# when applying for a loan.....



## bidderman1969 (Oct 20, 2006)

havent been too concerned of late as i have been swapping credit card balances to 0%, however, used moneysupermarket just to see if i would have a problem getting a loan for around 14000 (as it says it doenst affect your credit just looking) to get another car later in the year, was surprised to see only one lender able to lend me the money.

wonder why? being self employed surely cant effect that badly enough?

im guessing that the moneysupermarket search facility is cosher?

for the record, i based the search on gross income at £24K


----------



## davo3587 (May 9, 2012)

Are you aware that each time you swap your credit card to another lender it affects your credit score, I was told that some time ago. I may stand corrected tho.


----------



## bidderman1969 (Oct 20, 2006)

davo3587 said:


> Are you aware that each time you swap your credit card to another lender it affects your credit score, I was told that some time ago. I may stand corrected tho.


dont see why it should, but there again, how are we supposed to know everything that goes on behind the scenes, so to speak


----------



## bidderman1969 (Oct 20, 2006)

also, wont actually be applying until july/august


----------



## nbray67 (Mar 22, 2012)

davo3587 said:


> Are you aware that each time you swap your credit card to another lender it affects your credit score, I was told that some time ago. I may stand corrected tho.
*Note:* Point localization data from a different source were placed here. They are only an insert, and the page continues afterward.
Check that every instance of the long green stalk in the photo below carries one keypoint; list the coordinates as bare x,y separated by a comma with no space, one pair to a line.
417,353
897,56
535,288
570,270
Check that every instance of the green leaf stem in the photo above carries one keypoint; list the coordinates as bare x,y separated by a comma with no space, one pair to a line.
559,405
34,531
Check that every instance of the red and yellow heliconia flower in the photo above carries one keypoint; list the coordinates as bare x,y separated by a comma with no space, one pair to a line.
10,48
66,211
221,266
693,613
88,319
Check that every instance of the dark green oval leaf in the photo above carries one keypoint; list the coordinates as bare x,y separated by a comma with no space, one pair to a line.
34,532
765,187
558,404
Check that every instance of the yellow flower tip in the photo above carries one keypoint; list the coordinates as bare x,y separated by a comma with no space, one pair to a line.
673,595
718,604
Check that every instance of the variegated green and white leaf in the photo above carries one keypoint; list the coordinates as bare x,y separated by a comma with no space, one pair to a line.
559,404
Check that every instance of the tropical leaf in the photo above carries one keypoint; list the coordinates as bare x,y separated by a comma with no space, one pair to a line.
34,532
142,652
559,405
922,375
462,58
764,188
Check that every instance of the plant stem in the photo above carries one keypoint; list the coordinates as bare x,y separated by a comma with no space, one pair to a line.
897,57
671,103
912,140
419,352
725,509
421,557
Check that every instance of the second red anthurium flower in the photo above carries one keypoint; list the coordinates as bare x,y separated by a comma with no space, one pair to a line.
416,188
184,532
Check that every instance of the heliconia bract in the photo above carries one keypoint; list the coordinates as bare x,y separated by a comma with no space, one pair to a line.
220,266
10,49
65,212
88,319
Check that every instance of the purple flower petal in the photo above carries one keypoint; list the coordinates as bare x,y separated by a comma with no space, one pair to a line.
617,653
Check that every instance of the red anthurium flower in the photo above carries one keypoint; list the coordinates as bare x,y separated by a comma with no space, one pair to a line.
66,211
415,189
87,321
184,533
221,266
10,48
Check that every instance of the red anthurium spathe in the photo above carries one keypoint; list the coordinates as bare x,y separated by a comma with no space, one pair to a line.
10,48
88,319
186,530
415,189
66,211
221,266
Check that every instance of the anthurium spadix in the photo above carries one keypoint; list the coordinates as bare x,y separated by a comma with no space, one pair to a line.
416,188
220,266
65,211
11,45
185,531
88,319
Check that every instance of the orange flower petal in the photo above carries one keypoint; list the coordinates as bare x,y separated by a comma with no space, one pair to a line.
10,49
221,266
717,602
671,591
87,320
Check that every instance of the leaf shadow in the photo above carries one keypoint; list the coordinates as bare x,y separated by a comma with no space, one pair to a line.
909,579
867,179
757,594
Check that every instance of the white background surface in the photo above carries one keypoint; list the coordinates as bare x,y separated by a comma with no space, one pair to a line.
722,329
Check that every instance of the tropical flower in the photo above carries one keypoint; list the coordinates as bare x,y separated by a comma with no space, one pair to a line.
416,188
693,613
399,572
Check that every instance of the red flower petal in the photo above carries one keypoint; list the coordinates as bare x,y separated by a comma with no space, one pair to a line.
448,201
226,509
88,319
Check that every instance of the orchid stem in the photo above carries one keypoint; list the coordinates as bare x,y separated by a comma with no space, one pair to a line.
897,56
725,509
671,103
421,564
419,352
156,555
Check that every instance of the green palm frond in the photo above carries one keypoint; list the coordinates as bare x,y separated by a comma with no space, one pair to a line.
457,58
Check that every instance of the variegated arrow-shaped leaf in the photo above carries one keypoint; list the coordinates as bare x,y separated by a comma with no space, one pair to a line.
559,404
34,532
I'm not sure that's correct as we do this every now and then and our credit score and limits have risen dramatically over the last 5yrs or so, that includes raising our mortgage when moving from a 150k house to a 250k house in the last 12mths.
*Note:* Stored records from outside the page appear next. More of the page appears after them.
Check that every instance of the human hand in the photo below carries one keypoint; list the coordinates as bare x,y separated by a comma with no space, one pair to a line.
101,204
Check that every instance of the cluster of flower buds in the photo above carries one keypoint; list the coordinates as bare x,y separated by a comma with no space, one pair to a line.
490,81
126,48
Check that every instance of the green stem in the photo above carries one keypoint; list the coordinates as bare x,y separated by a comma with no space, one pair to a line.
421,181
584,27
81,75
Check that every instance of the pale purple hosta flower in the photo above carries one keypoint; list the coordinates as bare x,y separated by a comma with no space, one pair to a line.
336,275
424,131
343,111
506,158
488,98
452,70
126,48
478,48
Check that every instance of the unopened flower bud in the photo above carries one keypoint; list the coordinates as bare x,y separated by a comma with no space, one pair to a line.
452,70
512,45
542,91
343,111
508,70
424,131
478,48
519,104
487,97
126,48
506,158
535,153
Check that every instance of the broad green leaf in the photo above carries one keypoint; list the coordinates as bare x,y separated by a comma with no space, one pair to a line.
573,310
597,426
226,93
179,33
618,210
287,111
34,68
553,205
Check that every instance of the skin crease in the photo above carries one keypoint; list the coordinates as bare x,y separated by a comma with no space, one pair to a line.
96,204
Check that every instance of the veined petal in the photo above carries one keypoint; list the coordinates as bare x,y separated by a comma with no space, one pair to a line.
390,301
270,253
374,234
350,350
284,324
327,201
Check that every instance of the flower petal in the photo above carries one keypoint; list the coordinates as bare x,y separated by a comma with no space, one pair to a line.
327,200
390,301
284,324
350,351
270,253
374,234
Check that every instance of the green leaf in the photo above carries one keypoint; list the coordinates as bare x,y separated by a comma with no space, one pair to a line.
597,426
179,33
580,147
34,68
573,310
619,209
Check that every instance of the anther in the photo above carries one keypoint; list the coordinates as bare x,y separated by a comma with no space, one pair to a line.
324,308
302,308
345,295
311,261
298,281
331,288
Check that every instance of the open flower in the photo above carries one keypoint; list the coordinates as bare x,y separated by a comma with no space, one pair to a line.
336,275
Our income is not huge but we also don't have any 'bad' credit anywhere, e:g no arrears on anything.


----------



## R7KY D (Feb 16, 2010)

davo3587 said:


> Are you aware that each time you swap your credit card to another lender it affects your credit score, I was told that some time ago. I may stand corrected tho.


I heard it did as well but I'm not so sure it does , I've been playing the 0% cards for several years and my credit score is still excellent


----------



## MDC250 (Jan 4, 2014)

More likely they will look at how much credit you already have versus income.

Having a few cards with no balance on them but in theory having that available credit PLUS applying for a loan can put lenders off if that makes sense?


----------



## bidderman1969 (Oct 20, 2006)

MDC250 said:


> More likely they will look at how much credit you already have versus income.
> 
> Having a few cards with no balance on them but in theory having that available credit PLUS applying for a loan can put lenders off if that makes sense?


it does actually, :thumb:

also, my very last payment on a big loan comes out next week, im guessing that might still be a factor?


----------



## MDC250 (Jan 4, 2014)

Possibly and it can sometimes take a while for it to show as settled on your credit score.

If you haven't already, sign up and check out your score to see where if at all you may be 'loosing points' so to speak.


----------



## bidderman1969 (Oct 20, 2006)

signed up to noodle, and showing a green 3/5


----------



## Crafoo (Oct 27, 2013)

I think being self employed does have a bearing on your ability to get credit.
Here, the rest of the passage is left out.